Electronic – the probability of a bit error occurring in modern computers

error correctionmemorymicrocontrollerramsignal processing

What is the probability of a bit error occuring when reading/writing from/to the latest memory technologies (ssd, hdd, ram) in modern computers? If the same terminology is used in this context as in networking/communication systems, then my question can be rephrased as:

What is the bit error rate(BER) when accessing memory either to read/write in modern computers?

As a follow up question, how do computers deal with such bit errors?

Best Answer

Computers handle this by either using software that's designed to blue screen in a controlled manner when critical data structures are corrupted, or by using ECC memory, which stores data with some redundancy to allow a single bit error to be corrected and a double-bit error to be detected with no recourse other than a hard shutdown.

There is some literature analyzing the actual numbers in the context of datacenters. One study tracks the number of dectected-and-corrected errors, showing that, at scale, 2% of machines encountered a recoverable (typically single-bit) ECC fault, while a tiny number encountered unrecoverable (double-bit) faults.

Google tests, shown on slide 11 of this slide deck, reported that 32% of machines would report a correctable per year, while around 1.3% reported uncorrectable errors.

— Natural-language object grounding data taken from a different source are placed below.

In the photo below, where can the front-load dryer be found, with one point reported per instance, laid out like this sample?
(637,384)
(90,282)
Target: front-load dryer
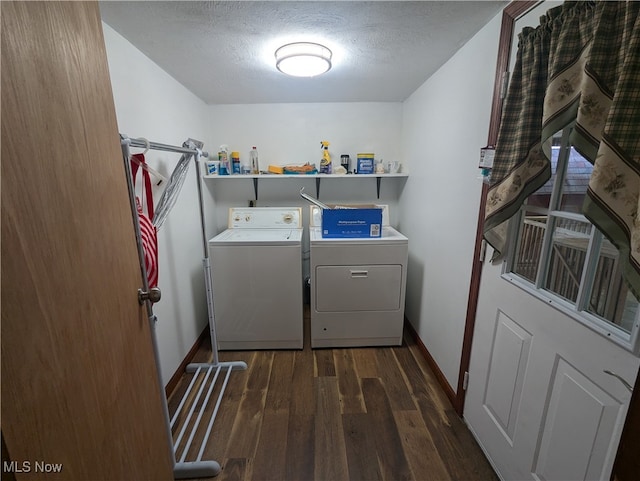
(256,274)
(357,288)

However, it is almost certainly incorrect to consider these bit errors as a randomly-distributed error rate (like you would for an AWGN communication channel). Because DRAM may experience manufacturing imperfections, in practice 20% of servers contribute 90% of the errors, and errors are also likely clustered in time. Google reports strong clustering and age-dependence for their correctable errors, while uncorrectable errors have anomalous behavior (Google HW ops will pull RAM for replacement as soon as an uncorrectable rror arises, according to the paper).

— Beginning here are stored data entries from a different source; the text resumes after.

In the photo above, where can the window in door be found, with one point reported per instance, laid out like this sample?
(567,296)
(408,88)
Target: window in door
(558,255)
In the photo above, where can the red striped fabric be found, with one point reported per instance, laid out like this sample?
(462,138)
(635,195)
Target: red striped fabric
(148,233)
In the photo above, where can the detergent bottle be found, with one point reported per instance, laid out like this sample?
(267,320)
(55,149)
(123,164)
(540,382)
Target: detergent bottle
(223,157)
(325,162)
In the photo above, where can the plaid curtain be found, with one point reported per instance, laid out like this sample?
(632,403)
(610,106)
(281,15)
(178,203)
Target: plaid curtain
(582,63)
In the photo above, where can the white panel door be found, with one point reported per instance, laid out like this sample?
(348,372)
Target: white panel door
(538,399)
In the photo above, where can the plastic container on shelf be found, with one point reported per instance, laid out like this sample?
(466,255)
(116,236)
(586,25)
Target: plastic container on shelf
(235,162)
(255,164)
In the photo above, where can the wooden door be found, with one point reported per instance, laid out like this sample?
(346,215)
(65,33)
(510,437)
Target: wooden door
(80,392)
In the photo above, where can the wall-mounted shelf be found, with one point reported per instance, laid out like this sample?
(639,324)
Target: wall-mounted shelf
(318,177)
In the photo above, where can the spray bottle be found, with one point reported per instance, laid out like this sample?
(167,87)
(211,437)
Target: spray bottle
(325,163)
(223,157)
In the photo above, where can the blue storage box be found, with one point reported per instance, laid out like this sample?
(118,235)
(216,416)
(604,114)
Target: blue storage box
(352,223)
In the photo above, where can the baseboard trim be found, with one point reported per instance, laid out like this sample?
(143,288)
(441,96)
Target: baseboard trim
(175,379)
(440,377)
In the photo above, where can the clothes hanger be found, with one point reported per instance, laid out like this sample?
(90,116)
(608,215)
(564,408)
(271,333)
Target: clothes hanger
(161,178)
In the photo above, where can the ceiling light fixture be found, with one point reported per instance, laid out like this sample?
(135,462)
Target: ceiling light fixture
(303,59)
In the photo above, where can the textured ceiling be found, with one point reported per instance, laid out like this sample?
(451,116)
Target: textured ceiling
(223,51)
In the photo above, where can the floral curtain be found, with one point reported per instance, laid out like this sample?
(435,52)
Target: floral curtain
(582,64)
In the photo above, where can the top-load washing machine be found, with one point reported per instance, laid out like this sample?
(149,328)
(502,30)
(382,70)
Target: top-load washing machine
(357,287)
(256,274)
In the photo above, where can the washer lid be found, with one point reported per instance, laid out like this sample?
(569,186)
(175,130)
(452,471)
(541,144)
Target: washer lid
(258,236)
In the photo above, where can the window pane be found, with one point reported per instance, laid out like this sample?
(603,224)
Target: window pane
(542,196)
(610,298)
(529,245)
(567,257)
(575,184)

This makes it difficult to compute a meaningful bit error rate that could be expected of any one random computer. There are also other issues with extrapolating these values, since enterprise customers with ECC RAM are going to have very different supply chains, parts, and workloads than home computers. Furthermore, if ECC RAM is made with a different grade of chips than non-ECC ram, then there will be a systematic bias because most of these large-scale studies come from ECC-RAM-based datacenter fleets.

Related Solutions

Electronic – Single Bit Error Correction & Double Bit Error Detection

A Hamming code is a particular kind of error-correcting code (ECC) that allows single-bit errors in code words to be corrected. Such codes are used in data transmission or data storage systems in which it is not feasible to use retry mechanisms to recover the data when errors are detected. This type of error recovery is also known as forward error correction (FEC).

Constructing a Hamming code to protect, say, a 4-bit data word

Hamming codes are relatively easy to construct because they're based on parity logic. Each check bit is a parity bit for a particular subset of the data bits, and they're arranged so that the pattern of parity errors directly indicates the position of the bit error.

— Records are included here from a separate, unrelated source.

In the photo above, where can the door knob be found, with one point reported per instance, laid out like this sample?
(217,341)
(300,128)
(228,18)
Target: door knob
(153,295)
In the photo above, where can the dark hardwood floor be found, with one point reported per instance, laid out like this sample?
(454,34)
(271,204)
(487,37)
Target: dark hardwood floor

It takes three check bits to protect four data bits (the reason for this will become apparent shortly), giving a total of 7 bits in the encoded word. If you number the bit positions of an 8-bit word in binary, you see that there is one position that has no "1"s in its column, three positions that have a single "1" each, and four positions that have two or more "1"s.

If the four data bits are called A, B, C and D, and our three check bits are X, Y and Z, we place them in the columns such that the check bits are in the columns with one "1" and the data bits are in the columns with more than one "1". The bit in position 0 is not used.

Bit position:  7  6  5  4  3  2  1  0
   in binary:  1  1  1  1  0  0  0  0
               1  1  0  0  1  1  0  0
               1  0  1  0  1  0  1  0
         Bit:  A  B  C  X  D  Y  Z  -

The check bit X is set or cleared so that all of the bits with a "1" in the top row — A, B C and X — have even parity. Similarly, the check bit Y is the parity bit for all of the bits with a "1" in the second row (A, B and D), and the check bit Z is the parity bit for all of the bits with a "1" in the third row (A, C and D).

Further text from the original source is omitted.